Yeah, that’s … true. So painfully true.
Listen to John Shore. Addiction killed everyone in my family. My mother never gave up on my father and brother and her cigarettes finally got her. I admire her greatly, but disagree with her decision. She should have left my father when I was in grade school. Now, I’m the only one left standing. It is great to be a caregiver but that is not love. Everyone deserves love. And you are condemning your future family to the risk of alcoholism themselves, and a miserable and potentially abusive existence. They will do everything in their power to escape it and they will blame and hate you for it.
Wow. That’s … basically the whole deal, right there. Thanks, John.
run, run like the wind. save yourself.
Yeah, I mean, that could have been the whole of my response to her: “Save yourself.” That pretty much says it all.
Take it from someone who knows he drinks too much (says I while I gulp down my wine at lunch): over-drinking is just a SYMPTOM of an underlying PROBLEM. Cut down on the drinking, and the problem will simply manifest itself in other ways. Your BF needs to deal with the root cause of his drinking (in my case it’s loneliness and low self-worth, which I’m working on). If he doesn’t, things will only get worse. Much love to both you and your BF – sounds like difficult choices ahead for both of you.

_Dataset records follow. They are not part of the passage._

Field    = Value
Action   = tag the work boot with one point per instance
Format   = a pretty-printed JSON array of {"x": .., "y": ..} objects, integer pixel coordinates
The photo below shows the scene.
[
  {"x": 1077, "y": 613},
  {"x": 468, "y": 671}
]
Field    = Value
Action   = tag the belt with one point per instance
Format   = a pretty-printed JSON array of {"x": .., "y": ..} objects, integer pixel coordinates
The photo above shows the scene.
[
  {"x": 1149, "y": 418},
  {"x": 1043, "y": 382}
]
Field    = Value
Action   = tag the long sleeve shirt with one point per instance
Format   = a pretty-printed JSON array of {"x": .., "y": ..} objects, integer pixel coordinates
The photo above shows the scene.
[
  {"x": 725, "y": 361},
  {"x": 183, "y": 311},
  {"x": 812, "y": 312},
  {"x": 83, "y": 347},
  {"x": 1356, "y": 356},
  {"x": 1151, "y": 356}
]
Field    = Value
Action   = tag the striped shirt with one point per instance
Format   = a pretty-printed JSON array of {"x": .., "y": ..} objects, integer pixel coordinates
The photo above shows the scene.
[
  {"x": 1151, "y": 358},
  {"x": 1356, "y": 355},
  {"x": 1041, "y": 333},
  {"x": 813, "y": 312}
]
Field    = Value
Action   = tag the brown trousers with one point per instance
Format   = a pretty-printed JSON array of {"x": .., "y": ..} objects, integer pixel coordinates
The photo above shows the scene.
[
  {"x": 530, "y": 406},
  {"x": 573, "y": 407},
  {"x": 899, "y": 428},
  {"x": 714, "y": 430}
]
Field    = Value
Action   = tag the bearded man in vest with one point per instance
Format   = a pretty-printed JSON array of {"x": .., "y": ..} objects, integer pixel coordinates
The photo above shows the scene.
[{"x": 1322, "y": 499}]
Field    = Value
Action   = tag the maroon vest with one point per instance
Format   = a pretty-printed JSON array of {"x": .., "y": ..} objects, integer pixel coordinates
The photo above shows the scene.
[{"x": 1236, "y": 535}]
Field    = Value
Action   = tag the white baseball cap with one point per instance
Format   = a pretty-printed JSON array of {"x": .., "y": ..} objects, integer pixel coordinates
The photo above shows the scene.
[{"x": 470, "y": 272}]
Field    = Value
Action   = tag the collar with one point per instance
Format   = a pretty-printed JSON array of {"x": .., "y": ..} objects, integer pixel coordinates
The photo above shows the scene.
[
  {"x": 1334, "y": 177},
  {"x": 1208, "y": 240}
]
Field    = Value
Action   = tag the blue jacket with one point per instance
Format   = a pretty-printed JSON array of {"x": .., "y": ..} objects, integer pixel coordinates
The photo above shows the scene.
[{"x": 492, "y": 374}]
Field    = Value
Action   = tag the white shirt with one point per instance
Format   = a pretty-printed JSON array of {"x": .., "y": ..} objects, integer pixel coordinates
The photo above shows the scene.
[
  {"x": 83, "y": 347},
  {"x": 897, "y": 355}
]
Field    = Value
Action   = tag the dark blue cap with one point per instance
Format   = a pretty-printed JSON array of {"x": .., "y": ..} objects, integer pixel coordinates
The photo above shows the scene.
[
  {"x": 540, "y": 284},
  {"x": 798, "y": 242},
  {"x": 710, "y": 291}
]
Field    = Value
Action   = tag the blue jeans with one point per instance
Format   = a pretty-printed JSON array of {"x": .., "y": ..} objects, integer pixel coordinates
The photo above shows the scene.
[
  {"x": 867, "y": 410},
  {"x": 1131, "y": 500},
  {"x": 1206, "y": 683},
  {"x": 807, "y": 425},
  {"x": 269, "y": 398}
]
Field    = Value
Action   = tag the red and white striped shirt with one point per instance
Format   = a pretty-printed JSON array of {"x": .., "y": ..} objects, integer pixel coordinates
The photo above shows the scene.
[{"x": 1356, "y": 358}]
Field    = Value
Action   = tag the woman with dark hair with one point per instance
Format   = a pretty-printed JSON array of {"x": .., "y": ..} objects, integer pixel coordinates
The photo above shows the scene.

If you’re an alcoholic, you’ve got a DISEASE. Your loneliness and low self esteem are symptoms of that disease. You and our friend’s BF need to deal with t he root cause of the drinking by putting the plug in the jug once and for all and leave it there, one day at a time. Something tells me you’ve heard this before. Cutting down on the drinking will likely wind up in a great big binge any second now. An alcoholic cannot control their drinking, although they are experts at fooling themselves into thinking they can. How do I know this? I am one. Sober now for 38 yrs with the help of 12 step programs. Speaking of which … girlfriend of alcoholic boyfriend might benefit from Alanon. Mark: you can work all you want on your so called root causes, but, if you’re alcoholic, you’re wasting your time. You will get blasted and you will blow it again. Try an AA meeting.
I think we have to acknowledge a place for someone who too often drinks too much–but who isn’t an alcoholic, in that sort of organic, disease-indicated way that you’re speaking of. If Mark says that he understands that he drinks in response to his feelings of loneliness and low self-esteem, I see no reason to doubt him. I know quite a few people who’ve quit or dramatically cut down on their drinking once they dealt with the underlying emotional causes which essentially triggered their drinking. All that said, though, you’re certainly right: someone who drinks too much can never go wrong first and foremost putting, as you say, a plug in the jug.
I really appreciate this kind and honest response. Thanks, Mark.
Whether or not this woman stays with the alcoholic, I recommend she get herself to an An-Anon meeting. She is not alone in loving an alcoholic or in needing support in her decisions.
Good advice, Tina. Thank you for it.